The Takeaway: Researchers interested in how different methods of communication correlated with the sender's honesty set up a little experiment. 48 full-time MBA students were asked to divide $89 dollars between themselves and a fictional second party who did not know the exact dollar amount the students had been given. The other party, the students were told, would be compelled to accept whatever offer was given.

Some students used email and some pen-and-paper to communicate how much they had received (truthfully or not) and their plans to divvy up the loot. The researchers found that "students using e-mail lied about the amount of money to be divided over 92% of the time, while less then 64% lied about the pot size in the pen-and-paper condition."

Not only did those using email lie more frequently, they also claimed to feel more justified deceiving their correspondent about the size of the pot.
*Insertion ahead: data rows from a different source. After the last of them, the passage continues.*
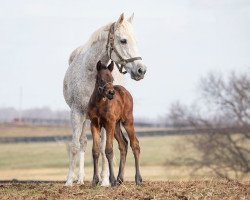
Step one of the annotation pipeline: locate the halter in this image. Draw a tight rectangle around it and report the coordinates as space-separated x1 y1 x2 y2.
98 81 113 94
106 22 142 74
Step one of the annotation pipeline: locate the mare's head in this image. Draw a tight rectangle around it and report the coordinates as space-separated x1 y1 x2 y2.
110 13 147 81
96 61 115 100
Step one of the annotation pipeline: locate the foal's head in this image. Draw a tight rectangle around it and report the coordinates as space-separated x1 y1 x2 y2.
96 61 115 100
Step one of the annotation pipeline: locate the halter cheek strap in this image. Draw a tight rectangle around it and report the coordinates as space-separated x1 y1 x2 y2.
106 22 142 74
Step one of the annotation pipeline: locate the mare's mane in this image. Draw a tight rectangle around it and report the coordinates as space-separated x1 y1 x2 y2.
68 23 111 65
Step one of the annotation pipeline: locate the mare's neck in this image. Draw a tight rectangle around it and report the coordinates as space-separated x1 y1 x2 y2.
85 35 110 71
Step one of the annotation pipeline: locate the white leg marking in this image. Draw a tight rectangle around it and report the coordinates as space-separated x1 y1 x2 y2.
100 128 110 187
65 143 78 186
77 151 85 184
77 120 88 184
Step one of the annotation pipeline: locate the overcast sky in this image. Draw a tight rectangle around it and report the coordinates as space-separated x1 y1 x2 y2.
0 0 249 119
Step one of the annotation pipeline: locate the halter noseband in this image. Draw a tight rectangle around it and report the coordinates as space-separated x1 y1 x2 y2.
98 81 113 94
106 22 142 74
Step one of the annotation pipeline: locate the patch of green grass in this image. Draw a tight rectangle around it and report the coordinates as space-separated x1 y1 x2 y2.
0 135 197 170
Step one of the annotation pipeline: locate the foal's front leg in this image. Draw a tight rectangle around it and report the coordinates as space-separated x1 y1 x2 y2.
91 120 101 187
105 122 116 187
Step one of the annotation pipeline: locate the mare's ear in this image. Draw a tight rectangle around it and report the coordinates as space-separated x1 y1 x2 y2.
127 13 134 24
116 13 124 25
96 61 102 71
108 61 114 72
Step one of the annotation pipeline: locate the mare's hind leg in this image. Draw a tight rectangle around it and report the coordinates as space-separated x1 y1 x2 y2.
123 120 142 185
65 109 86 186
77 119 88 184
115 122 128 184
100 128 110 186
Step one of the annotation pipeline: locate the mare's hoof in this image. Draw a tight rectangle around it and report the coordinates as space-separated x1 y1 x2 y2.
77 179 84 185
135 174 142 186
101 179 110 187
65 180 73 187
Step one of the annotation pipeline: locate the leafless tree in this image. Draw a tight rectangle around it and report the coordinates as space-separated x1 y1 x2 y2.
169 70 250 179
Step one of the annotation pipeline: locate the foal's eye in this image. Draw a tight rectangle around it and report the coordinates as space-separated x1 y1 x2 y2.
120 39 127 44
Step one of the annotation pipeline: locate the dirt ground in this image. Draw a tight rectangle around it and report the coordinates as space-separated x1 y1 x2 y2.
0 180 249 200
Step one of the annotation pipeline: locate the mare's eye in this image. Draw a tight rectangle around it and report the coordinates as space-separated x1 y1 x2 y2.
120 39 127 44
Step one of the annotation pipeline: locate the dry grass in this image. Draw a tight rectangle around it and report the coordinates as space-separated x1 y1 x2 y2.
0 180 249 200
0 124 71 138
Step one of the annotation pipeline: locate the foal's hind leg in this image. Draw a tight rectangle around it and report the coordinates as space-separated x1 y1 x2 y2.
65 109 86 186
123 120 142 185
77 119 88 184
115 122 128 184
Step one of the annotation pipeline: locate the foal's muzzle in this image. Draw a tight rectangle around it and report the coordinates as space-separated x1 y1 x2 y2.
106 90 115 100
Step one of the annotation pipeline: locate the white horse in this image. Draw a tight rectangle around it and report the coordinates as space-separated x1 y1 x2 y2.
63 13 147 186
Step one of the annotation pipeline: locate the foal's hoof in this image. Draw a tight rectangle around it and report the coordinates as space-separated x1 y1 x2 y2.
116 176 124 185
92 176 100 187
135 174 142 186
110 181 118 187
110 177 117 187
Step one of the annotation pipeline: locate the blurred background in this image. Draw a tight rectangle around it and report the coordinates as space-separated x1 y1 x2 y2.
0 0 249 181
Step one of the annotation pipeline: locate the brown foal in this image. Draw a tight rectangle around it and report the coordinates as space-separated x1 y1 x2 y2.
88 61 142 187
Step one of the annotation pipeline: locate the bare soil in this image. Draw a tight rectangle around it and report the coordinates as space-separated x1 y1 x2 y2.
0 180 249 200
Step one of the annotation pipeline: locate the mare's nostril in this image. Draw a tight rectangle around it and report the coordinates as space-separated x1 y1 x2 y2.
138 68 146 75
138 68 143 75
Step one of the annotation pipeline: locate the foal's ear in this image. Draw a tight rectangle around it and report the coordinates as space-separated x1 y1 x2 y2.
96 61 102 71
108 61 114 72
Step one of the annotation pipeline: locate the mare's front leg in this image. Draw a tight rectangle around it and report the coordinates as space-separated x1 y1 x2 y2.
123 120 142 185
78 119 88 184
105 122 116 187
91 119 101 187
65 110 86 186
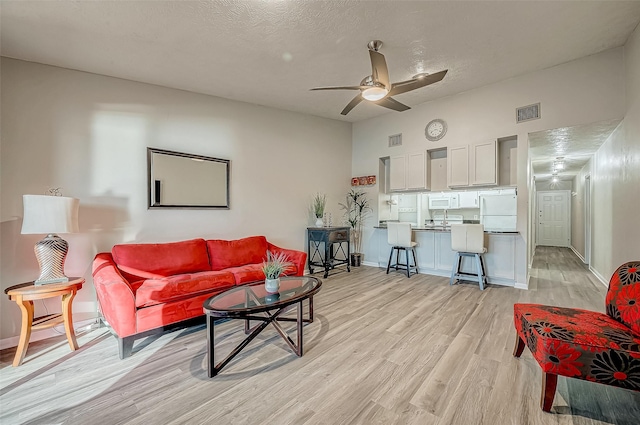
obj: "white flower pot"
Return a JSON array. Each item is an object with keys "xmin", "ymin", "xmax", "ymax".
[
  {"xmin": 315, "ymin": 216, "xmax": 324, "ymax": 227},
  {"xmin": 265, "ymin": 278, "xmax": 280, "ymax": 293}
]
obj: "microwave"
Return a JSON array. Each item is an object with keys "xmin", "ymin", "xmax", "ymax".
[{"xmin": 428, "ymin": 193, "xmax": 459, "ymax": 209}]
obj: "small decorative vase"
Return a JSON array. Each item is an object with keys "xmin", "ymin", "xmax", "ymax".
[
  {"xmin": 265, "ymin": 278, "xmax": 280, "ymax": 293},
  {"xmin": 315, "ymin": 216, "xmax": 324, "ymax": 227}
]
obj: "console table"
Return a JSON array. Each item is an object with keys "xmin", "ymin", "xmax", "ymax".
[{"xmin": 307, "ymin": 227, "xmax": 351, "ymax": 278}]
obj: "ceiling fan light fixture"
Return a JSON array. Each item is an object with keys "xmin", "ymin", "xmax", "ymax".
[{"xmin": 362, "ymin": 86, "xmax": 388, "ymax": 101}]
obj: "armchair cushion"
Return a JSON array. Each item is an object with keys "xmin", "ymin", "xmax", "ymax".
[
  {"xmin": 606, "ymin": 261, "xmax": 640, "ymax": 335},
  {"xmin": 514, "ymin": 303, "xmax": 640, "ymax": 391}
]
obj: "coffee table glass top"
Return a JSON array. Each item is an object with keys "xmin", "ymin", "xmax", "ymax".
[{"xmin": 204, "ymin": 276, "xmax": 321, "ymax": 316}]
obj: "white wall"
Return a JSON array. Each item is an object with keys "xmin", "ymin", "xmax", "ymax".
[
  {"xmin": 571, "ymin": 159, "xmax": 593, "ymax": 260},
  {"xmin": 588, "ymin": 24, "xmax": 640, "ymax": 283},
  {"xmin": 0, "ymin": 58, "xmax": 352, "ymax": 341},
  {"xmin": 352, "ymin": 48, "xmax": 626, "ymax": 287}
]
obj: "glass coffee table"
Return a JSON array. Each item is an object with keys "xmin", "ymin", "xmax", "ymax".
[{"xmin": 203, "ymin": 276, "xmax": 322, "ymax": 377}]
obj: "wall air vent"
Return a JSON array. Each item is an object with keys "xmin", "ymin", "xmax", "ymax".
[
  {"xmin": 388, "ymin": 133, "xmax": 402, "ymax": 147},
  {"xmin": 516, "ymin": 103, "xmax": 540, "ymax": 123}
]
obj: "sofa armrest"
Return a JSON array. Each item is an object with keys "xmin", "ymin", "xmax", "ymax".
[
  {"xmin": 267, "ymin": 242, "xmax": 307, "ymax": 276},
  {"xmin": 92, "ymin": 253, "xmax": 137, "ymax": 338}
]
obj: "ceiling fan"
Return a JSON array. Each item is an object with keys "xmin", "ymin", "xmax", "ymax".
[{"xmin": 311, "ymin": 40, "xmax": 448, "ymax": 116}]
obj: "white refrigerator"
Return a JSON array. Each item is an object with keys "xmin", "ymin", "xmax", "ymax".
[{"xmin": 479, "ymin": 194, "xmax": 517, "ymax": 231}]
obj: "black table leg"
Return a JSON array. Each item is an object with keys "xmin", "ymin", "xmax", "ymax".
[{"xmin": 207, "ymin": 315, "xmax": 215, "ymax": 378}]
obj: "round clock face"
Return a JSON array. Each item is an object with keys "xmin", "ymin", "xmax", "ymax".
[{"xmin": 425, "ymin": 119, "xmax": 447, "ymax": 141}]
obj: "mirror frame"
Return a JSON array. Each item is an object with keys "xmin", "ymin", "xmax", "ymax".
[{"xmin": 147, "ymin": 147, "xmax": 230, "ymax": 209}]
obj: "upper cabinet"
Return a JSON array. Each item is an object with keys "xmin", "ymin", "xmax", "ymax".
[
  {"xmin": 389, "ymin": 151, "xmax": 428, "ymax": 191},
  {"xmin": 448, "ymin": 140, "xmax": 497, "ymax": 188},
  {"xmin": 448, "ymin": 145, "xmax": 469, "ymax": 187},
  {"xmin": 471, "ymin": 140, "xmax": 498, "ymax": 186},
  {"xmin": 389, "ymin": 155, "xmax": 407, "ymax": 191}
]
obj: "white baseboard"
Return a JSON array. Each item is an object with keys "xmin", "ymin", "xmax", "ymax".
[
  {"xmin": 0, "ymin": 318, "xmax": 99, "ymax": 351},
  {"xmin": 515, "ymin": 281, "xmax": 529, "ymax": 290},
  {"xmin": 589, "ymin": 266, "xmax": 609, "ymax": 288},
  {"xmin": 362, "ymin": 261, "xmax": 378, "ymax": 267},
  {"xmin": 570, "ymin": 246, "xmax": 586, "ymax": 263}
]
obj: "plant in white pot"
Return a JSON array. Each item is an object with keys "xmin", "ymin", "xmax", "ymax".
[
  {"xmin": 312, "ymin": 193, "xmax": 326, "ymax": 227},
  {"xmin": 339, "ymin": 189, "xmax": 372, "ymax": 267},
  {"xmin": 262, "ymin": 250, "xmax": 293, "ymax": 293}
]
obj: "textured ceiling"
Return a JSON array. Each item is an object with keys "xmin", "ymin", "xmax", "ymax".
[
  {"xmin": 2, "ymin": 1, "xmax": 640, "ymax": 123},
  {"xmin": 1, "ymin": 1, "xmax": 638, "ymax": 179},
  {"xmin": 530, "ymin": 119, "xmax": 622, "ymax": 181}
]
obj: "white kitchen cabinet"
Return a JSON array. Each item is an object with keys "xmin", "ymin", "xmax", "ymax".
[
  {"xmin": 407, "ymin": 151, "xmax": 427, "ymax": 189},
  {"xmin": 448, "ymin": 146, "xmax": 469, "ymax": 187},
  {"xmin": 471, "ymin": 140, "xmax": 498, "ymax": 186},
  {"xmin": 448, "ymin": 140, "xmax": 498, "ymax": 188},
  {"xmin": 389, "ymin": 151, "xmax": 427, "ymax": 191},
  {"xmin": 457, "ymin": 191, "xmax": 479, "ymax": 208},
  {"xmin": 389, "ymin": 155, "xmax": 407, "ymax": 191}
]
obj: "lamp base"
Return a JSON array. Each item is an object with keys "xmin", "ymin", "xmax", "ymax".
[{"xmin": 34, "ymin": 234, "xmax": 70, "ymax": 285}]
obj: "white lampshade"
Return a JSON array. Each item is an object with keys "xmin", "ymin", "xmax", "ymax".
[{"xmin": 21, "ymin": 195, "xmax": 80, "ymax": 235}]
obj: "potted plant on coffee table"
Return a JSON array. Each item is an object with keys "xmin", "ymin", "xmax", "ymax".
[
  {"xmin": 262, "ymin": 250, "xmax": 293, "ymax": 293},
  {"xmin": 339, "ymin": 189, "xmax": 372, "ymax": 267}
]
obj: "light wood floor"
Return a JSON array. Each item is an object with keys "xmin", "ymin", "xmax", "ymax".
[{"xmin": 1, "ymin": 247, "xmax": 639, "ymax": 424}]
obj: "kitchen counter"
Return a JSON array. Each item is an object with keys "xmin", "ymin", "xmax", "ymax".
[{"xmin": 374, "ymin": 226, "xmax": 518, "ymax": 234}]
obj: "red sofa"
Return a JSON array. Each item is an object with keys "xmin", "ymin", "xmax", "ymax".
[{"xmin": 92, "ymin": 236, "xmax": 306, "ymax": 358}]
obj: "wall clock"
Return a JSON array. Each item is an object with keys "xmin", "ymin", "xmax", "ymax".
[{"xmin": 425, "ymin": 118, "xmax": 447, "ymax": 141}]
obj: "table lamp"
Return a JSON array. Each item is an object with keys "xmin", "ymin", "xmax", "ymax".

A follow-up study indicated that the more familiar an emailer was with his correspondent, the less likely it was that he would be deceptive.

Perhaps these results are just a corollary of the old truism that the anonymity of the Internet sometimes means less than lovely aspects of people come out online. But then again, writing a letter to a stranger is pretty anonymous as well. Whatever the explanation, the takeaway is clear, beware the corrupting temptation of email on both yourself and your team.

The Question: No lying now: how does your honesty in emails compare to your honesty in other forms of communication?